[JIRA] (JENKINS-61779) Regression: Job stuck in queue waiting forever after upgrade

29 views
Skip to first unread message

peter@softwolves.pp.se (JIRA)

unread,
Apr 2, 2020, 8:50:03 AM4/2/20
to jenkinsc...@googlegroups.com
Peter Krefting updated an issue
 
Jenkins / Bug JENKINS-61779
Regression: Job stuck in queue waiting forever after upgrade
Change By: Peter Krefting
Summary: Regression: Job stock stuck in queue waiting forever after upgrade
Add Comment Add Comment
 
This message was sent by Atlassian Jira (v7.13.12#713012-sha1:6e07c38)
Atlassian logo

dbeck@cloudbees.com (JIRA)

unread,
Apr 3, 2020, 8:42:03 PM4/3/20
to jenkinsc...@googlegroups.com
Daniel Beck commented on Bug JENKINS-61779
 
Re: Regression: Job stuck in queue waiting forever after upgrade

May be caused by https://github.com/jenkinsci/jenkins/pull/3983 in Jenkins 2.205.

If a similar behavior works in 2.204 (not LTS), and doesn't work in 2.205, that would be a strong indication.

A bit weird we're only hearing about this now though. I cannot find similar recent bugs in throttle-concurrents either.

peter@softwolves.pp.se (JIRA)

unread,
Apr 6, 2020, 2:14:02 AM4/6/20
to jenkinsc...@googlegroups.com

Is there a 2.205 DEB that I can install to see if it has the same behaviour (if the configuration is downward compatible)?

dbeck@cloudbees.com (JIRA)

unread,
Apr 6, 2020, 4:12:05 AM4/6/20
to jenkinsc...@googlegroups.com

peter@softwolves.pp.se (JIRA)

unread,
Apr 6, 2020, 7:10:02 AM4/6/20
to jenkinsc...@googlegroups.com

dbeck@cloudbees.com (JIRA)

unread,
Apr 6, 2020, 7:26:03 AM4/6/20
to jenkinsc...@googlegroups.com

Create a log recorder for the loggers:

  • hudson.plugins.throttleconcurrents
  • hudson.model.Queue
  • hudson.model.queue.QueueSorter

and see whether anything interesting is being logged

Rocha@Stratovan.com (JIRA)

unread,
Apr 7, 2020, 12:25:04 PM4/7/20
to jenkinsc...@googlegroups.com

Rocha@Stratovan.com (JIRA)

unread,
Apr 7, 2020, 12:26:03 PM4/7/20
to jenkinsc...@googlegroups.com
John Rocha commented on Bug JENKINS-61779
 
Re: Regression: Job stuck in queue waiting forever after upgrade

Having the same problem.

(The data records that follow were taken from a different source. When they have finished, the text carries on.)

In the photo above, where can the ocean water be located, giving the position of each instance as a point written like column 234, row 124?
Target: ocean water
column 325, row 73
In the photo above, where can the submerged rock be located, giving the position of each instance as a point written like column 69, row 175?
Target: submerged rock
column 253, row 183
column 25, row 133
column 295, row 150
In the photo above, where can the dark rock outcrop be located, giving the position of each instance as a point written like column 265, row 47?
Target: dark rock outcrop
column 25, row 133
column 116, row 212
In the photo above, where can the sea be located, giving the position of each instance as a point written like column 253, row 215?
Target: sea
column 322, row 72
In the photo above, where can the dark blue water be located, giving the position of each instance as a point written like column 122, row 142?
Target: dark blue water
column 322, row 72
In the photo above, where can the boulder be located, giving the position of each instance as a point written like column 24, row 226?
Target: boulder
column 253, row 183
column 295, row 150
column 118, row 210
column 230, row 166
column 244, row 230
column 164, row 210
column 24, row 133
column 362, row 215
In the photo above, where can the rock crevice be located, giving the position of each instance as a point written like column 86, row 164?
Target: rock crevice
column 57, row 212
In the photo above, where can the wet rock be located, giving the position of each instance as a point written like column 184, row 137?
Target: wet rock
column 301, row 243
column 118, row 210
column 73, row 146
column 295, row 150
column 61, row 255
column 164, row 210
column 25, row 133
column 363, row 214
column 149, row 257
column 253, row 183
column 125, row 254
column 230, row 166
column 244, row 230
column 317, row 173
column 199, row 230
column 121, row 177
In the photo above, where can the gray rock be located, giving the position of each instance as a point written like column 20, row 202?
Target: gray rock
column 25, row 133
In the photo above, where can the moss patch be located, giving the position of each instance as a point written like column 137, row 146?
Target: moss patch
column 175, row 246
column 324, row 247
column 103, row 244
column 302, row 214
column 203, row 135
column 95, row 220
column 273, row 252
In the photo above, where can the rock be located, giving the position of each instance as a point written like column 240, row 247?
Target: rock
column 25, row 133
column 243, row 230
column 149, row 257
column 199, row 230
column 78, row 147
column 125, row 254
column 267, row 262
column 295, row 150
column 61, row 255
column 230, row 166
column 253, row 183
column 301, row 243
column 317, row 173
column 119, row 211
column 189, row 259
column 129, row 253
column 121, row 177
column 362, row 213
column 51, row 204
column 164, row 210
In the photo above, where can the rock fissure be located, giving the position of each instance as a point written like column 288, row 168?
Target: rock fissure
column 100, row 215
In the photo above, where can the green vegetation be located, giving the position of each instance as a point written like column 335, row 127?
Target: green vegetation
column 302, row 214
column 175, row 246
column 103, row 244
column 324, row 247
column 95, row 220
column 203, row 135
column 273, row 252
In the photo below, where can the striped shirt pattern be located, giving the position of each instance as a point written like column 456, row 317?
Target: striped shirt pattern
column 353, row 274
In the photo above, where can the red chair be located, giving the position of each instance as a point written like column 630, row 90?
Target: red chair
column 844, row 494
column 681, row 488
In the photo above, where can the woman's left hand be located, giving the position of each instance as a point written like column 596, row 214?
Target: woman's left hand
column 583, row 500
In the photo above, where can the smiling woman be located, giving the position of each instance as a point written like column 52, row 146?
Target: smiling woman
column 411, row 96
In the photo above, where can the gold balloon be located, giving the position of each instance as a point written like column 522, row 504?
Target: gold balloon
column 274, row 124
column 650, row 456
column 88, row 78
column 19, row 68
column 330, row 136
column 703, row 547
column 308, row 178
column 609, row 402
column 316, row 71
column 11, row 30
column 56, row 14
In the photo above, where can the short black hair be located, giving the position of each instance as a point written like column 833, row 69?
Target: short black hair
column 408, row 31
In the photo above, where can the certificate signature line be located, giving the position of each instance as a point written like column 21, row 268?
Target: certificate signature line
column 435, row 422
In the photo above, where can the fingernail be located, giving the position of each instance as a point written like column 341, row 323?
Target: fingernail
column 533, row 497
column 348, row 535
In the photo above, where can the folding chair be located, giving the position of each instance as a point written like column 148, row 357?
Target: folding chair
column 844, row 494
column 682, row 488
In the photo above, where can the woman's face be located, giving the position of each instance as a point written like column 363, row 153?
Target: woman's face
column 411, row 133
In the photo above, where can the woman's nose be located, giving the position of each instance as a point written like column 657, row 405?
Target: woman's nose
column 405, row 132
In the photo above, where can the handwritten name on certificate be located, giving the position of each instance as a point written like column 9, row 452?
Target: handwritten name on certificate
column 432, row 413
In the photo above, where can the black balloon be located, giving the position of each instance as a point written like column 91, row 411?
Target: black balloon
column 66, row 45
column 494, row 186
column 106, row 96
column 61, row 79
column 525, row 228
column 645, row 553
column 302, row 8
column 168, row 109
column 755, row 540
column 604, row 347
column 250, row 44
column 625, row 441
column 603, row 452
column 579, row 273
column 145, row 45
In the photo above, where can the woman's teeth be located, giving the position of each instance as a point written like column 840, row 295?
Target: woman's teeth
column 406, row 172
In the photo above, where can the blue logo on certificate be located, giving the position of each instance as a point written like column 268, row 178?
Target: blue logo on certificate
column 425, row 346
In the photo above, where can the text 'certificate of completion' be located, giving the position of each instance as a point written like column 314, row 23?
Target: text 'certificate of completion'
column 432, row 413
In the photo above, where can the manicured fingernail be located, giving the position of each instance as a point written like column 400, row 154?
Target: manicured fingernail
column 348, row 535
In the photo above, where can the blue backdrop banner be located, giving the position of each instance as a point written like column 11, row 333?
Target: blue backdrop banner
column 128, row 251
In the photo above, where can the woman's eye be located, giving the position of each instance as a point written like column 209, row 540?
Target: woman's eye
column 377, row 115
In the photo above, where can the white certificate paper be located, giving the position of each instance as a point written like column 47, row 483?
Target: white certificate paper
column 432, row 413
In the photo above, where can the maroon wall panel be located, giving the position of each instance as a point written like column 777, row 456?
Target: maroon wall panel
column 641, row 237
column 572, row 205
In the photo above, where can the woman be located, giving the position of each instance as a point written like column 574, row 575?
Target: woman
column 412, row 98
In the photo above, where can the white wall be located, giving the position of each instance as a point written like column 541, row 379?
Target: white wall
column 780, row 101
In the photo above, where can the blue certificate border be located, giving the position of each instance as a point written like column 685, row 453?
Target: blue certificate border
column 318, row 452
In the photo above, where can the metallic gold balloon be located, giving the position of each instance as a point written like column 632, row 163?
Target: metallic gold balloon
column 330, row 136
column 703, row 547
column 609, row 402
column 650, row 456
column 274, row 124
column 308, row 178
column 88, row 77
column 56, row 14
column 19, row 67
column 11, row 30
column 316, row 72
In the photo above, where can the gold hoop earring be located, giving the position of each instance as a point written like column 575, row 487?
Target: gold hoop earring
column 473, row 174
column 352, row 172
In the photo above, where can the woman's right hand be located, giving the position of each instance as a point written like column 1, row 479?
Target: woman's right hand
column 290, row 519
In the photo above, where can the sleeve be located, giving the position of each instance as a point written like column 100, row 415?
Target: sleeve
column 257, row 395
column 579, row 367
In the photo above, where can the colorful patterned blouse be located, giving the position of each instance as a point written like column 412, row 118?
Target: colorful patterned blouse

I update about once a month and after updating from 2.204 to 2.222 I see the same issue, but I'm on Windows systems.

grayaii@gmail.com (JIRA)

unread,
Apr 7, 2020, 8:26:02 PM4/7/20
to jenkinsc...@googlegroups.com

grayaii@gmail.com (JIRA)

unread,
Apr 7, 2020, 8:27:03 PM4/7/20
to jenkinsc...@googlegroups.com
Alex Gray commented on Bug JENKINS-61779
 
Re: Regression: Job stuck in queue waiting forever after upgrade

I have the same issue. I'm on 2.222.1. It ONLY happened when I upgraded to 2.222.1 from 2.204.1
I have a label_expression on a matrix project set to "master_node".
When I run it, it says "(pending—Waiting for next available executor on ‘master’)"
Note that it says "master", not "master_node". I have no idea why it's looking for something called "master", not "master_node".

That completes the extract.